Says Timberlake: “If you look at the current media landscape, products are all very similar and consumer choice is actually far less. It is the same with cars – they are almost all the same now.”

So Timberlake admits that what Mazda was offering was a drive day – something that is offered by all motor manufacturers – but a drive day with a difference. “We put the sizzle back into the experience. We wanted drivers to engage with the ‘Zoom Zoom’ brand element and we wanted to identify a property that people could engage with.

“With the old model of automotive marketing, you would get people into the dealers and offer them a test drive. We are doing the same thing, but offering it under much different circumstances,” says Timberlake.

Let’s Get Talking
He says that built into the event was the potential for people to engage further with the brand. The event was held in September but there is already a continuous dialogue with people who have chosen to contact Mazda as a result. Says Timberlake: “We are creating a pool of people entering this property – and who knows where that could take us. It opens up a whole new area for a dialogue.”

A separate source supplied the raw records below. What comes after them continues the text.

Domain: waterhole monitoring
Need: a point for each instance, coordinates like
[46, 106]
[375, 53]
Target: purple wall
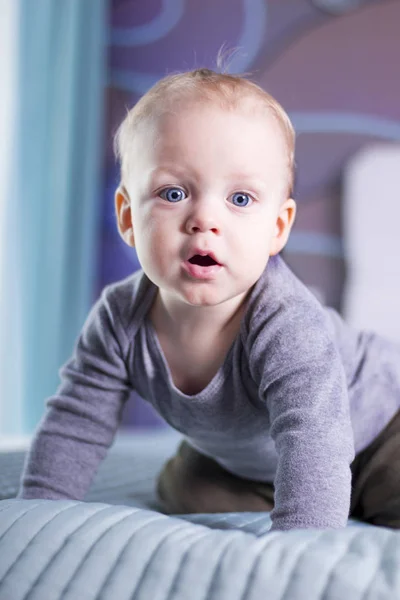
[336, 72]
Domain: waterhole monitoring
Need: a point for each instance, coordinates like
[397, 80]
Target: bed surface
[119, 545]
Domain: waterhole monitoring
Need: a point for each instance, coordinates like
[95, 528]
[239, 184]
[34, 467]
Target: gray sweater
[298, 394]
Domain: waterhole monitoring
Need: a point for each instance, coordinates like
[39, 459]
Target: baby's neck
[184, 322]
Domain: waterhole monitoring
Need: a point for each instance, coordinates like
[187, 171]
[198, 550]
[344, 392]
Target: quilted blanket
[110, 551]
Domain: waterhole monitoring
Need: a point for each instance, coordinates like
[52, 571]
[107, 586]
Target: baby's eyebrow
[167, 170]
[248, 179]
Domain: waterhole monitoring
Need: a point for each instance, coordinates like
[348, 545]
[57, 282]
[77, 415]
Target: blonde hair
[229, 91]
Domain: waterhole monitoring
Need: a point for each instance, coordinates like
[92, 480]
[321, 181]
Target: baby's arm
[303, 385]
[310, 424]
[83, 416]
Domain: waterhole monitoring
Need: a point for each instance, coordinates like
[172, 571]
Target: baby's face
[205, 188]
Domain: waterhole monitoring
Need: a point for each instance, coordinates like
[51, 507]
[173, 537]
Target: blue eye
[241, 199]
[173, 194]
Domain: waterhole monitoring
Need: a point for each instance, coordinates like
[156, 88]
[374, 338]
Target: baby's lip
[201, 252]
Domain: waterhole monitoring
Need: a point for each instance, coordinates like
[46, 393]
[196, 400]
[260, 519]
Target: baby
[282, 406]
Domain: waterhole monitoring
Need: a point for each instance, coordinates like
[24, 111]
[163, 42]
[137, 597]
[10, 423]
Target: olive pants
[193, 483]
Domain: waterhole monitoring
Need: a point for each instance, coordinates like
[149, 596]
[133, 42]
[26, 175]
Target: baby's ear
[284, 223]
[124, 216]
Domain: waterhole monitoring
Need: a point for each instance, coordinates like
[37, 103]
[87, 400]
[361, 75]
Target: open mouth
[202, 261]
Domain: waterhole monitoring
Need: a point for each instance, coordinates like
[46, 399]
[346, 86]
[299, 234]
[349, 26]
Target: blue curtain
[53, 208]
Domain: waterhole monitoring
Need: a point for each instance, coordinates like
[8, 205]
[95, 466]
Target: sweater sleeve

But what it also means is that other automotive manufacturers will follow suit, which must surely mean the only way ahead is to keep on upping the ante.

There are also suspicions that experiential marketing is not all it is cracked up to be. Mike Garnham, chief executive at field marketing company, MSF, explains: “For years brand owners have used field marketing to sample products and then direct consumers to the point of purchase in order to generate product sales. It is simple, it is partly or wholly self-liquidating and it generates a Pavlovian call to purchase whenever the consumer is in the relevant retail environment.

“Brand experience marketing does have great creative appeal. Generating theatre around a brand is fun for all concerned. The problem is the feel-good factor rarely translates into sales in the same way that more tried-and-tested field activity does.”

Garnham believes that experiential marketing may work with high-ticket items but says, “most packaged goods owners need their investment to work harder”.

Making a Difference
This is the main challenge for the experiential marketing agencies. They need to prove that the experience they are providing consumers is either making an impact on sales or at least maintaining levels of loyalty.

Hooper admits this is a challenge the industry needs to face up to. “With above-the-line, they are able to evaluate everything they do and we need to be able to do the same. And although we do have evaluation models, our clients are still being used as guinea pigs as we explore new possibilities within experiential marketing. We have to ensure that we deliver if we want to continue attracting clients the way we have been.”